Explicit Recommendations & Cautions
-
Be selective with alternatives:
- Prioritize low-correlation assets over chasing alpha.
- Private equity and venture capital increasingly behave like public markets and are less attractive for diversification.
- Hedge funds with genuine long-short strategies that hedge public equity risk may add value.
- Gold, collectibles, and possibly Bitcoin (if it decouples from risky stocks) can offer diversification.
-
Avoid high-cost vehicles:
- Fees like 2 and 20 are difficult to justify; institutional investors paying these fees should reconsider.
-
Be realistic about liquidity and time horizon:
- Liquidity needs often increase during crises, despite claims of long-term horizons.
- Illiquidity and opacity risks become critical during market stress.
-
Be cautious relying on historical data:
- Correlations and alpha estimates may be overstated or lagged.
- The recent fading of alpha means past performance is not a reliable guide.
Key Numbers & Data Points
- Early-stage VC median return: ~13% (vs. ~10% S&P 500)
- Pension fund alternative allocation: <10% (2001) → ~30% (2022)
- Family capital alternatives allocation: ~52%
- Hedge fund fee compression: 2% → 1.37%, 20% → 16.4%
- Hedge fund alpha faded significantly post-2007; recent decade underperformance relative to passive benchmarks
- Correlations of hedge funds with stocks: historically as low as 0.002 to 0.34 but spike during crises
Disclaimers
This summary is not financial advice.
Alternative investing carries illiquidity, opacity, and higher fees. Historical data on alternatives should be interpreted with caution due to appraisal lags and changing market dynamics.
Presenters / Sources
- Unnamed presenter (likely a finance professor or investment expert)

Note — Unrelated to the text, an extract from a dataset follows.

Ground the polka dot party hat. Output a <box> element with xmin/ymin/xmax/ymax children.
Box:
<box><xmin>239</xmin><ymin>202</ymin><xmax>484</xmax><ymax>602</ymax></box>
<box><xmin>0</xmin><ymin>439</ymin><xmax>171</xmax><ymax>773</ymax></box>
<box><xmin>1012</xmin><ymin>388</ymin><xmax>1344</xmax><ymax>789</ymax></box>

- Data references: Cambridge Associates, CFA Institute, Yale Endowment (David Swensen), academic papers by Frajakis, Ryan, Marco, and critiques by Richard Ennis
Summary
Alternative investments encompass hedge funds, private equity, venture capital, private credit, real estate, collectibles, and cryptocurrencies. They promise diversification benefits (low correlation) and alpha generation, attracting institutional investors and increasingly individuals. However, empirical evidence suggests these benefits are overstated due to illiquidity, opaque pricing, fading alpha, and high fees. Investors should be selective, focus on genuine diversification, avoid expensive vehicles, and be mindful of liquidity and time horizons. Historical correlations and alpha should be treated skeptically.